Et d'innocence dans le rapport à soi parce que c'est la première fois qu'on plonge aussi loin en soi-même...
Oui, on se découvre vraiment donc c'est un moment à part. Je me souviens que la première fois que j'ai entendu tous les morceaux de mon premier disque mis bout à bout ça m'a fait un drôle d'effet. "Alors voilà, me suis-je dit, c'est ça que j'ai à proposer". Curieusement j'étais en même temps fier, content et déçu. J'aurais aimé que ce soit tellement mieux que ça.
Et donc en quoi ce nouvel album est-il en rupture - et peut-être mieux - par rapport aux précédents ?

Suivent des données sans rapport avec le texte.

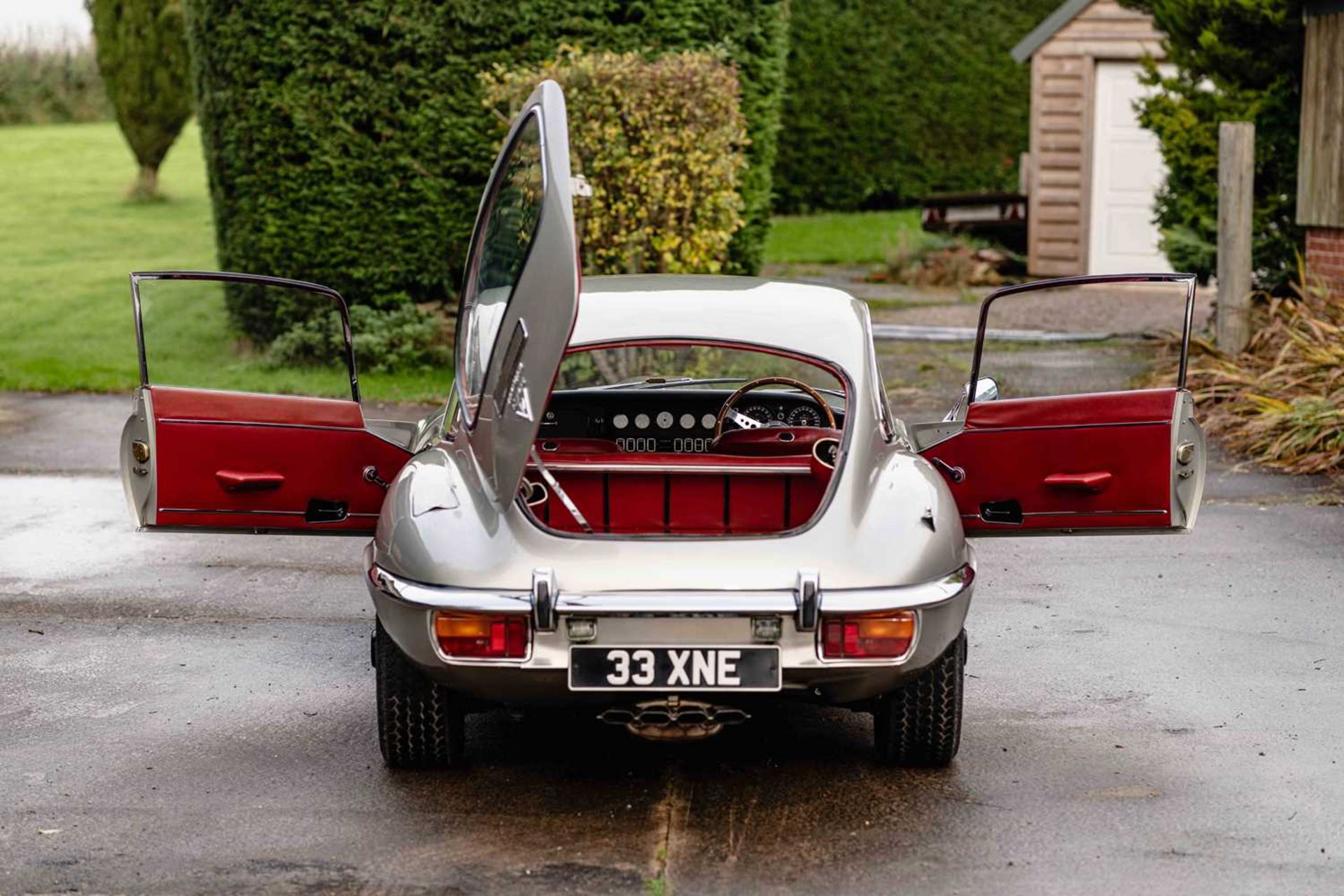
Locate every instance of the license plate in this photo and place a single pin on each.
(675, 669)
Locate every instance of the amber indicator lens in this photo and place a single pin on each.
(869, 637)
(483, 636)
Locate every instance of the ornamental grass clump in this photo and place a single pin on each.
(662, 143)
(1281, 402)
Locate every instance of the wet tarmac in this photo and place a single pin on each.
(195, 713)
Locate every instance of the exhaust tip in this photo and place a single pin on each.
(673, 719)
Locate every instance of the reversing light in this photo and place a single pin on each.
(881, 636)
(483, 636)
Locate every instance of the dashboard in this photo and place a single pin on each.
(670, 419)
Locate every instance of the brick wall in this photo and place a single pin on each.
(1326, 257)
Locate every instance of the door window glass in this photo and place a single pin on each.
(188, 337)
(504, 235)
(1088, 337)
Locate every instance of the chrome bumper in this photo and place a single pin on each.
(702, 618)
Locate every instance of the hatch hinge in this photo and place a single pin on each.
(808, 599)
(543, 598)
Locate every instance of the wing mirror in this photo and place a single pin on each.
(987, 390)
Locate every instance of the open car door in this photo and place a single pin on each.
(1051, 448)
(521, 293)
(206, 458)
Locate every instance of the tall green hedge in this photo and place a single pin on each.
(349, 143)
(1236, 61)
(888, 101)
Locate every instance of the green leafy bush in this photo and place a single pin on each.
(890, 101)
(662, 144)
(385, 342)
(41, 85)
(349, 144)
(143, 59)
(1236, 61)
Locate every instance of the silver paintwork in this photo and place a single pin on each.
(540, 309)
(452, 535)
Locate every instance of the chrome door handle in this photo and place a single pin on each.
(953, 473)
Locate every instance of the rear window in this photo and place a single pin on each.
(504, 237)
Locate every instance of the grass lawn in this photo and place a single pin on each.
(838, 238)
(67, 241)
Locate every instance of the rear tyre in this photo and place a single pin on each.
(920, 723)
(420, 723)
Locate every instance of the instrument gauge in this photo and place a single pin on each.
(804, 415)
(758, 413)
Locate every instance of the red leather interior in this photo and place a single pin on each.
(1110, 451)
(663, 493)
(229, 460)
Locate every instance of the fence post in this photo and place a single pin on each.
(1236, 188)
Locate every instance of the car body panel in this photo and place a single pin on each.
(531, 311)
(452, 532)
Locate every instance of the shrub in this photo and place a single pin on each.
(948, 260)
(385, 340)
(662, 146)
(1281, 402)
(349, 144)
(42, 85)
(1236, 61)
(890, 101)
(143, 59)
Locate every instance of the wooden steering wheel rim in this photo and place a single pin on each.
(773, 381)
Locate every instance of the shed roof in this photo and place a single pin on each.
(1047, 29)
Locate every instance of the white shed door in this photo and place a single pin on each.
(1126, 172)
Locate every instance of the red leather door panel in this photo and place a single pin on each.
(241, 461)
(1074, 463)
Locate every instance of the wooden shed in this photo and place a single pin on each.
(1320, 162)
(1093, 171)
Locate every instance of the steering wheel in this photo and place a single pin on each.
(726, 413)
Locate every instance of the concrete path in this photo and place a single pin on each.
(195, 713)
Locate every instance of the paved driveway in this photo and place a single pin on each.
(181, 713)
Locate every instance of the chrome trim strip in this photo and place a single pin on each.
(907, 597)
(976, 516)
(444, 598)
(708, 469)
(280, 426)
(349, 516)
(678, 602)
(1060, 426)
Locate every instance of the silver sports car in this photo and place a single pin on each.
(667, 498)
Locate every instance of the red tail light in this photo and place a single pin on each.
(483, 636)
(886, 636)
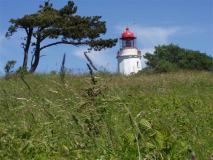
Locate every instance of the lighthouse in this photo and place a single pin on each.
(129, 57)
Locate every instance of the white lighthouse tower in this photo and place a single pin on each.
(129, 57)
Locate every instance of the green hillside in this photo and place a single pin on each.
(152, 116)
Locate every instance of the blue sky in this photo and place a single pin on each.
(187, 23)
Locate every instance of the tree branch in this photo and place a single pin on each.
(73, 43)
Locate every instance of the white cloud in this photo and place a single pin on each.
(101, 58)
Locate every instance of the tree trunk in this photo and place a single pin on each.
(36, 57)
(26, 49)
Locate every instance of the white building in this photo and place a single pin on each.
(129, 57)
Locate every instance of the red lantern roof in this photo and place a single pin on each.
(128, 34)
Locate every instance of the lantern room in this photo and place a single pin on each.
(128, 39)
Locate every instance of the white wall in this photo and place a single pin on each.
(129, 64)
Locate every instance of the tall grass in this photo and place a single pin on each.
(154, 116)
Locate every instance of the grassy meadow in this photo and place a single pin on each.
(142, 116)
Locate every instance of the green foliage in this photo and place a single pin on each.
(172, 58)
(9, 66)
(62, 25)
(154, 116)
(21, 71)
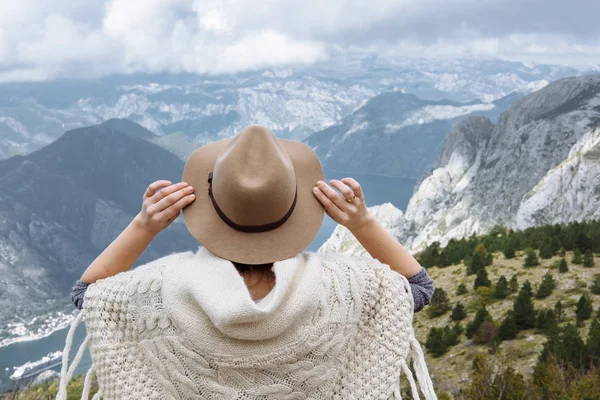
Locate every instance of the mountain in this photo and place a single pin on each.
(539, 165)
(394, 134)
(453, 370)
(60, 206)
(185, 110)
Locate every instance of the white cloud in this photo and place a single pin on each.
(42, 39)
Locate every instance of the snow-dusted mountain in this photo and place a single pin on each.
(395, 134)
(60, 206)
(539, 165)
(186, 110)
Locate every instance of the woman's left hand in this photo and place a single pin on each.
(161, 207)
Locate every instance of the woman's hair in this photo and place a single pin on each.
(263, 269)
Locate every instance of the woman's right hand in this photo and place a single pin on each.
(352, 214)
(161, 207)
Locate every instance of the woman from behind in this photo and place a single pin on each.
(250, 315)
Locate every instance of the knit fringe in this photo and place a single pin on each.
(66, 372)
(418, 362)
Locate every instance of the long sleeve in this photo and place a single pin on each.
(78, 292)
(422, 289)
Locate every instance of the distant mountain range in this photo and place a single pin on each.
(63, 204)
(189, 109)
(539, 165)
(396, 134)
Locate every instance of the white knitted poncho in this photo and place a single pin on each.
(185, 327)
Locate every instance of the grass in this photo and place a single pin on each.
(452, 370)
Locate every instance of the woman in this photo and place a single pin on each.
(249, 315)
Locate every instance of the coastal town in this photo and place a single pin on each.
(22, 329)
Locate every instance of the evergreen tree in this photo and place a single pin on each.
(481, 316)
(588, 259)
(562, 267)
(523, 309)
(558, 311)
(501, 290)
(531, 259)
(509, 248)
(452, 335)
(577, 259)
(487, 333)
(546, 250)
(477, 263)
(595, 288)
(439, 304)
(571, 348)
(584, 309)
(458, 312)
(548, 284)
(555, 244)
(436, 344)
(461, 289)
(508, 328)
(481, 279)
(593, 342)
(513, 286)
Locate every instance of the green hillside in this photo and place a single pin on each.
(471, 364)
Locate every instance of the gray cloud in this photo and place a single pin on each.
(42, 40)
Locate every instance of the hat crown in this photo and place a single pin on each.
(254, 182)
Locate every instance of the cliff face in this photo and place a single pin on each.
(489, 175)
(63, 204)
(540, 164)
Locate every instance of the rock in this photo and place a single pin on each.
(539, 165)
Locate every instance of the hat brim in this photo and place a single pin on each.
(282, 243)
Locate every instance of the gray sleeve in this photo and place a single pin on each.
(77, 293)
(422, 289)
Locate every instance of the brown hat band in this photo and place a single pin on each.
(249, 228)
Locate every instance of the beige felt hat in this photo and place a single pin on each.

En fait, mon premier album allait dans deux directions différentes. Il y avait d'un côté une musique classique composée en petite formation, mélodique et rythmée, facile à écouter dans la droite lignée de ce que j'avais pu faire pour le générique de l'émission Caractères animée par Bernard Rapp. Et de l'autre côté il y avait une musique plus expérimentale. Parce que j'aime bien, par exemple, donner une valeur musicale à des bruits que j'insère en arrière plan. Je me souviens qu'un jour au hasard d'une promenade nocturne j'étais tombé sur un escalator en train de rendre l'âme dans le métro. Il grinçait atrocement mais je trouvais cette sonorité vraiment magnifique et heureusement j'avais un des premiers magnétophones numériques portables sur moi donc j'ai pu l'enregistrer en plaçant des micros au ras des marches. On entende donc bien la pulsation de la mécanique et de temps en temps on entend même une espèce de plainte, une sonorité très cuivrée, qui s'apparente à celle d'un trombone. A partir de ça j'ai écrit des parties de violons et ça a donné un morceau assez expérimental. C'est un disque qui a beaucoup été entendu sur tout ce qui est service public mais avec le recul je regrette cette double direction. Disons qu'à l'époque mon éditeur m'aiguillait plutôt vers les choses plus faciles, agréables, exploitables, intemporelles.